3列シートの居住性は?
このほか3列目シートの居住性もエルグランドのほうが優れていると感じた。身長170cmの大人6名が乗車した時、2列目の膝先空間を握りコブシ3つ分に調節すると、3列目に座る乗員の膝先空間は、エルグランドが握りコブシ3つ分でアルファードは3つ半だ。
膝先空間はエルグランドが少し狭いが、座り心地はアルファードよりも快適だ。エルグランドでは、床と座面の間隔に少し余裕があり、足を前方へ投げ出す座り方になりにくい。座面の柔軟性でも勝っている。
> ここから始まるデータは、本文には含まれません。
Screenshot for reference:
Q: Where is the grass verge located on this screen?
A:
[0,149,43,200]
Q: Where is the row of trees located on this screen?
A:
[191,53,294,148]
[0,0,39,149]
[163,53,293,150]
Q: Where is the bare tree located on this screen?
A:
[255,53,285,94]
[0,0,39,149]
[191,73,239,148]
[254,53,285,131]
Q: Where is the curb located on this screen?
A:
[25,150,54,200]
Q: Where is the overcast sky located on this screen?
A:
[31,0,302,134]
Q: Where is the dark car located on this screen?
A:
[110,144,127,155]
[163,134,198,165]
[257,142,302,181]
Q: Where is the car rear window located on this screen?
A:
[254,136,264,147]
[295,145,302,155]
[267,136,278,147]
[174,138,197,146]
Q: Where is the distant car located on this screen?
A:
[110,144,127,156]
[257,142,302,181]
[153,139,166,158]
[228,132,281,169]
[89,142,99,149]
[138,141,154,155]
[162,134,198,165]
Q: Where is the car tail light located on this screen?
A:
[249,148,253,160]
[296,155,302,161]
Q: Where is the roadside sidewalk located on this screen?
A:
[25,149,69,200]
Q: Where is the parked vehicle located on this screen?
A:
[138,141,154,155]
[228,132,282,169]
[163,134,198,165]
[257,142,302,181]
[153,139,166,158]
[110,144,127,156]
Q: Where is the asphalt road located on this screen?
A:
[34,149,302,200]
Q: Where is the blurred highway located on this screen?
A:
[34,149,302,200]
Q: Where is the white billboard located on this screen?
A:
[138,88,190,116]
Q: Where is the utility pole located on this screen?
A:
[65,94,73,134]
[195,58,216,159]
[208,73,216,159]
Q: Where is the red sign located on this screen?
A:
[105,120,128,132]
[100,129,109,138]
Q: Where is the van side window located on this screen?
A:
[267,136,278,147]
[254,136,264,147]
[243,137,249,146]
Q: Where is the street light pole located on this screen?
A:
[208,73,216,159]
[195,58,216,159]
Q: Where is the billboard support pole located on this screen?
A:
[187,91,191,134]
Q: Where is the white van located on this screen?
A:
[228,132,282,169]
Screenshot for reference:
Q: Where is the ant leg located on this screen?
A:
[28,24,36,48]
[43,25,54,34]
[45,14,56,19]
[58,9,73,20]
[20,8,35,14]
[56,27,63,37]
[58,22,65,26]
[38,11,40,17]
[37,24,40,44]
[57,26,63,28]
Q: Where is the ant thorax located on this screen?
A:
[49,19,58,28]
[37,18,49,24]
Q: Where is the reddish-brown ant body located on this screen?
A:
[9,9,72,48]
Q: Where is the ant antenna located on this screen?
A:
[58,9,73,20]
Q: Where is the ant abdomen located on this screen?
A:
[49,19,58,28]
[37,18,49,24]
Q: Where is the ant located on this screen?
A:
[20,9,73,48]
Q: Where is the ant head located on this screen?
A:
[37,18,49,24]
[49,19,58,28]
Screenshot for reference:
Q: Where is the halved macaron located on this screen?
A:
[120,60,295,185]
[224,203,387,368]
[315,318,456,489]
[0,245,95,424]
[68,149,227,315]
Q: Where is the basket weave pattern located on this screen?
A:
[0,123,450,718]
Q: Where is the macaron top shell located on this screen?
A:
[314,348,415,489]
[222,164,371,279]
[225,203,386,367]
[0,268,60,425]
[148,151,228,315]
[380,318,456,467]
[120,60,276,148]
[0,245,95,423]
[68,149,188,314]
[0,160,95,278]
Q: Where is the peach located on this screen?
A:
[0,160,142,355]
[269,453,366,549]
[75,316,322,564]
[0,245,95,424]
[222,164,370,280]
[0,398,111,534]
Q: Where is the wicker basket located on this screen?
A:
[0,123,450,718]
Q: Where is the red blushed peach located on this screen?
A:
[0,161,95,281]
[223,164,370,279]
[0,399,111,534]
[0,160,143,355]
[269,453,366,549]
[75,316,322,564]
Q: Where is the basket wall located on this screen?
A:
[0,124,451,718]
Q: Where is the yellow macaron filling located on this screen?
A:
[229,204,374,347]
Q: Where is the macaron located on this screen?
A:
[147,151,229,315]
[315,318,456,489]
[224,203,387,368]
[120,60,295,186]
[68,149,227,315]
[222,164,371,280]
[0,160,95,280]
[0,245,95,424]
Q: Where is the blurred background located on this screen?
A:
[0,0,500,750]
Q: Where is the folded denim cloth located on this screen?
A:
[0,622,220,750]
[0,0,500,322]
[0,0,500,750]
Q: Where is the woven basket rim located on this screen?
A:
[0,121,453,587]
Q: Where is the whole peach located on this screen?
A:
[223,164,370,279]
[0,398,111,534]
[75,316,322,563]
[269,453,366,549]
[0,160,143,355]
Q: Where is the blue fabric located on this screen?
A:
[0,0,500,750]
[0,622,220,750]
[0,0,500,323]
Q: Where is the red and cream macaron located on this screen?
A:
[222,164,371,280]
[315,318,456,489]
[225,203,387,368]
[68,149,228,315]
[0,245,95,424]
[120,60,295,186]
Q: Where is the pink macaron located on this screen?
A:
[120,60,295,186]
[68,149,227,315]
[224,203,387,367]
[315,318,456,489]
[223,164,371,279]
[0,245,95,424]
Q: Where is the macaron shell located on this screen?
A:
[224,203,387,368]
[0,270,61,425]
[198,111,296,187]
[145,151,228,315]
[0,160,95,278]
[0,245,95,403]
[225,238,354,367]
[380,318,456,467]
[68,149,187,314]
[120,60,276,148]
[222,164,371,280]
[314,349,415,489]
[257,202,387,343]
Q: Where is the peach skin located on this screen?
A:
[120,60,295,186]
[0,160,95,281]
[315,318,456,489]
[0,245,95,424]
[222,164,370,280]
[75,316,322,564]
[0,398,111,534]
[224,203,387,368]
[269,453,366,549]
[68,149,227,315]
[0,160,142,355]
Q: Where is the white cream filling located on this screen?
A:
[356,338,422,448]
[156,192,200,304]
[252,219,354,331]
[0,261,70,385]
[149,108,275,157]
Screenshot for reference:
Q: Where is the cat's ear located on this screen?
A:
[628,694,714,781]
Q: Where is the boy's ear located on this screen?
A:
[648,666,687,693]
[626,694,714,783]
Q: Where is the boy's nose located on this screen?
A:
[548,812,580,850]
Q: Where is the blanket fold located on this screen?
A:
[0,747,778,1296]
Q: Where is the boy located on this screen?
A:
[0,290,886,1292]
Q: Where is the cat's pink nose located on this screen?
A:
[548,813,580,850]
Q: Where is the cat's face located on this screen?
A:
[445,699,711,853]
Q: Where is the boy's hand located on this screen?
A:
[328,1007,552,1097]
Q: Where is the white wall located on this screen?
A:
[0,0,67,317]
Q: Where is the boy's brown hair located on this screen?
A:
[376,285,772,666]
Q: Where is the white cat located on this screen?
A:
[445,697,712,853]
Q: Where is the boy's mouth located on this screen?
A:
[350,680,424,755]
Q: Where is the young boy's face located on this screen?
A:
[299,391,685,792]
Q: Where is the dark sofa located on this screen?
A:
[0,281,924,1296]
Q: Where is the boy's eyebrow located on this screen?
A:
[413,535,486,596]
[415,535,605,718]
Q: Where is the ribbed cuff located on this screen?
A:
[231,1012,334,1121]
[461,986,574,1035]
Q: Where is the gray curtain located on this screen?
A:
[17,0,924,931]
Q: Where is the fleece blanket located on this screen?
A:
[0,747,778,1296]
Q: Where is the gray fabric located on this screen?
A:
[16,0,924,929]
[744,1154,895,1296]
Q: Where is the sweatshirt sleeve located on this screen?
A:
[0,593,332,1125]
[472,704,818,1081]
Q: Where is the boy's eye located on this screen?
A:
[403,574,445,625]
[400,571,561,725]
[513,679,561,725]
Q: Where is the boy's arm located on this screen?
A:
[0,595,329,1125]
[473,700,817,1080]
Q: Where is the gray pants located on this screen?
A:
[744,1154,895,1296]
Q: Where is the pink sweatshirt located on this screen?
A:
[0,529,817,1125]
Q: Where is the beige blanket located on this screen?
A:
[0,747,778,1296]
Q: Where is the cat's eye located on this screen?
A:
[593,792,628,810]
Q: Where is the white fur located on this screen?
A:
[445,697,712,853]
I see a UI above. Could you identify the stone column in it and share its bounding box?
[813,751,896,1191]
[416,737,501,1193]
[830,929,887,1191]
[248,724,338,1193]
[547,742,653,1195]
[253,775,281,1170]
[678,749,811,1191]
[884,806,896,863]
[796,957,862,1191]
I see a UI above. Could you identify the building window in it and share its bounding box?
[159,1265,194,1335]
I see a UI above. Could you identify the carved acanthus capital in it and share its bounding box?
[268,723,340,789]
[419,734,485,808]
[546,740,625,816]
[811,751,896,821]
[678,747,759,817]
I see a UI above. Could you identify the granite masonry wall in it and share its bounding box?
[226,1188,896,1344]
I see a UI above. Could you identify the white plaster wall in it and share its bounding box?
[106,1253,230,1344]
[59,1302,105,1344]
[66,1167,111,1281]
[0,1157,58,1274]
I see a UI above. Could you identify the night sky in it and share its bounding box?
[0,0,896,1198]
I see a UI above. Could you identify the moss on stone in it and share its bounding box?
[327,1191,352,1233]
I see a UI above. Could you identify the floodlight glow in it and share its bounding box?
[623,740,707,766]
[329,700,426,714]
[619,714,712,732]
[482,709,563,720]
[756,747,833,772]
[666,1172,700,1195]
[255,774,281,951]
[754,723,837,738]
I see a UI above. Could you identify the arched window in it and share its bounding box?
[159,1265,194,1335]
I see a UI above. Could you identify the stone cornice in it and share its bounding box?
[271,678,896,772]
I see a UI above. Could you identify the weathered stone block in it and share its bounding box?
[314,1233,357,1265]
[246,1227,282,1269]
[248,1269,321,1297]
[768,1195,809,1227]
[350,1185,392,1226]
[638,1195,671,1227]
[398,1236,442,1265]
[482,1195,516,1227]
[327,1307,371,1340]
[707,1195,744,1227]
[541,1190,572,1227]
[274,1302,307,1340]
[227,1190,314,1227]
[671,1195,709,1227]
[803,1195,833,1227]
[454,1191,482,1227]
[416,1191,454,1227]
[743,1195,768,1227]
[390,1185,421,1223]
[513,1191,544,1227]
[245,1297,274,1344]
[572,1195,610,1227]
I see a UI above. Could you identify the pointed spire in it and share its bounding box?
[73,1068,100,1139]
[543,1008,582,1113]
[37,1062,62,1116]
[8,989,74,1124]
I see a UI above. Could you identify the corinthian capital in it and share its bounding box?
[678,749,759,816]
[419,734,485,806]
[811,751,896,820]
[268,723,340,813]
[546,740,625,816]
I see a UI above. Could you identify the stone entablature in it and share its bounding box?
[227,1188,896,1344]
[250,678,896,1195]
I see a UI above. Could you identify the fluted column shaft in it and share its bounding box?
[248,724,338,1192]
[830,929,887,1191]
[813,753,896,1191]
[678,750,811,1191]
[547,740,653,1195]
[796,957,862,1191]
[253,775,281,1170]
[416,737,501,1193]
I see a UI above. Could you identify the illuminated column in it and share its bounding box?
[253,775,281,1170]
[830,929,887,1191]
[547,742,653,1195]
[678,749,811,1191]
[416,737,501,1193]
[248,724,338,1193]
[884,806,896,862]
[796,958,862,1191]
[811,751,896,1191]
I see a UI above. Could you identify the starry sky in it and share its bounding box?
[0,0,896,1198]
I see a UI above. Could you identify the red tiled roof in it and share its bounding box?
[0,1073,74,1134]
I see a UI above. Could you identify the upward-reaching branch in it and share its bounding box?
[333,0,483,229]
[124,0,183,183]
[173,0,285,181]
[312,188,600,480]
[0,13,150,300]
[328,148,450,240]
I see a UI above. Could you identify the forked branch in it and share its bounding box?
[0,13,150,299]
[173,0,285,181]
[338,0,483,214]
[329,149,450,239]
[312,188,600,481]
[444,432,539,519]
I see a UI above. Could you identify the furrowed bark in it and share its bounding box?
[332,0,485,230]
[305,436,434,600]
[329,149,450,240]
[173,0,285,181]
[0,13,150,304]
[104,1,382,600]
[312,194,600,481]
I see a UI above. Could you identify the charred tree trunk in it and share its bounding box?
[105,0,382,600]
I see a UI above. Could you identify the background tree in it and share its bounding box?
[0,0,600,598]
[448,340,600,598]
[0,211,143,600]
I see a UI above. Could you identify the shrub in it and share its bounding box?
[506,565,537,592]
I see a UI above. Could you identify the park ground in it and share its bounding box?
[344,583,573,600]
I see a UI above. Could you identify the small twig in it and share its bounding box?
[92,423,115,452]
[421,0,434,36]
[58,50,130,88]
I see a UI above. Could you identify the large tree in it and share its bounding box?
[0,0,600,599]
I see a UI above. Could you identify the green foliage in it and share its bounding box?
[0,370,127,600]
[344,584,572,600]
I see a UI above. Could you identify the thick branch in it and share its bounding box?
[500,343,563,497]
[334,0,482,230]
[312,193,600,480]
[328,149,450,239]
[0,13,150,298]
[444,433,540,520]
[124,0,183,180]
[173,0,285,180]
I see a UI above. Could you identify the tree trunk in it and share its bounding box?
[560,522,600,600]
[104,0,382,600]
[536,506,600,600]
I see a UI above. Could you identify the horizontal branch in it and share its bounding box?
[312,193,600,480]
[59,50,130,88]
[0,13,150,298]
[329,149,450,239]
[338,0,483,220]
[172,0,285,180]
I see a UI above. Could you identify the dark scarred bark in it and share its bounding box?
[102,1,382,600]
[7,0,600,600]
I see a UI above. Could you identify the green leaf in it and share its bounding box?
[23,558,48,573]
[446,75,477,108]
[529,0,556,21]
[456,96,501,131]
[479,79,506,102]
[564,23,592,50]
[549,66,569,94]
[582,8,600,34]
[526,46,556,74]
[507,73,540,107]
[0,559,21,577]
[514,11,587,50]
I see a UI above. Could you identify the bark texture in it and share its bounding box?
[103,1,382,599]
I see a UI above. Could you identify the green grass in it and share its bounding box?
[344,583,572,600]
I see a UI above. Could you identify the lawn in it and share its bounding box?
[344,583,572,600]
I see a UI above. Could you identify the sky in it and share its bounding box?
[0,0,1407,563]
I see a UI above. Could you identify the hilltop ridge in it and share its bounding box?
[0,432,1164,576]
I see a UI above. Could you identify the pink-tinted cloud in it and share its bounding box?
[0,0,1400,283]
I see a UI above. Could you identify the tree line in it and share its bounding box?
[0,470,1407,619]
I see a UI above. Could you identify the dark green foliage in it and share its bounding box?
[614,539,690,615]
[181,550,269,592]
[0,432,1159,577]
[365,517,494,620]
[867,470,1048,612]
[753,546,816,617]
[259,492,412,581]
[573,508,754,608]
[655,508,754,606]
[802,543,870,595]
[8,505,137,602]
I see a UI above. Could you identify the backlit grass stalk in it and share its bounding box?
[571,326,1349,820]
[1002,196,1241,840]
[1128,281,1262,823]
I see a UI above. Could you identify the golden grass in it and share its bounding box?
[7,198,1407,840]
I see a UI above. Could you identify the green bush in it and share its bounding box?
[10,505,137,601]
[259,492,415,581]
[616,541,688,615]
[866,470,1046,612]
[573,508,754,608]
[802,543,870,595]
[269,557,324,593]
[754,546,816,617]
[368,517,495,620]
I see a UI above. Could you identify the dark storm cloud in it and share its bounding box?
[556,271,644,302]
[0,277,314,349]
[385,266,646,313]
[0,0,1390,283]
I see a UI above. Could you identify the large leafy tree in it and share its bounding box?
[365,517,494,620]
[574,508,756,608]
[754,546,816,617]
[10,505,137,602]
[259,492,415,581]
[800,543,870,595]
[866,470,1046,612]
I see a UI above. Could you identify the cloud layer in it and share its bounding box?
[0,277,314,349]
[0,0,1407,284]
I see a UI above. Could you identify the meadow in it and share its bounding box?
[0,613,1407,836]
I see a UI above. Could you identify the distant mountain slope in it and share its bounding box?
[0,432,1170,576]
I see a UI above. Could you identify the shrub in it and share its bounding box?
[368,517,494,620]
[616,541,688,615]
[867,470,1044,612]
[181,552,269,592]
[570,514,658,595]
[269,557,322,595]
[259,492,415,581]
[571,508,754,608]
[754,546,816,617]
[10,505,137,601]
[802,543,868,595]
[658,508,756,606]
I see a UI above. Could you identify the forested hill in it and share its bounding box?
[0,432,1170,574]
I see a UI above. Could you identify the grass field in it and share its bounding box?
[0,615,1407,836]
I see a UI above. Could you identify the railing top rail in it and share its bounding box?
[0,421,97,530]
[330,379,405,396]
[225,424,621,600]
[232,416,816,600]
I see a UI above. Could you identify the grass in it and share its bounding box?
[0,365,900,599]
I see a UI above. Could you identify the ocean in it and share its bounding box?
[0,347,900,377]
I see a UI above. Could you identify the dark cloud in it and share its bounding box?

ちなみにミニバンの3列目シートは、格納性を重視するから、座り心地が悪化しやすい。エルグランドの3列目も、1/2列目に比べると座り心地が悪いが、アルファードよりは悪化を抑えた。
アルファードがエルグランドより優れている点
逆にアルファードがエルグランドよりも優れているのは、車内の豪華さだ。エルグランドのグレードはオーテック、VIPを除き、量販車の価格はX e-4ORCEが689万7000円、上級のG e-4ORCEは757万9000円に達する。それでも2列目シートのアームレストは、上下に調節できる細長いタイプだ。
その点でアルファードは、ハイブリッドZ E-Four(4WD)の価格が661万9800円だが、航空機のビジネスクラスなどを連想させる固定式アームレストが備わる。見栄えも豪華だ。
天井の形状も異なる。アルファードには、天井にスイッチなどを装着するダウンライト付きのオーバーヘッドコンソールが備わるが、エルグランドには採用されていない。
固定式アームレストが装着された2列目シートやダウンライト付きのオーバーヘッドコンソールは、実用的に不可欠な機能ではない。
それでも豪華さを盛り上げるから、Lサイズミニバンを購入するユーザーの購買意欲に訴える。Lサイズミニバンを好調に売るためには大切な機能だから、アルファードは採用している。
エルグランドとアルファードのコスパの違いとは?
エルグランドX e-4ORCEの価格は689万7000円だ。アルファードハイブリッドZ E-Fourは661万9800円だから、エルグランドX e-4ORCEは27万7200円高いが、実際の価格差はさらに広がる。
なぜならエルグランドの装備は、アルファードよりもシンプルになるからだ。装備の水準を合わせるには、エルグランドX e-4ORCEに、オプション装備の100V/1500W電源コンセント(オプション価格は9万9800円)、日産インフォテイメントシステム+ETC2.0+14.3インチ大型ディスプレイなどのセットオプション(24万9700円)を加える必要がある。
これらのオプションの合計価格は34万9500円だから、オプションまで含めたエルグランドとアルファードの実質価格差は、62万6700円に拡大する。
言い換えれば、この約63万円の金額が、エルグランドの優れた動力性能、走行安定性、乗り心地に支払われる対価だ。
実際には、アルファードは2列目シートや内装が豪華だから、前述の対価は63万円以上になる。したがって機能や装備と価格のバランスでは、アルファードが買い得だ。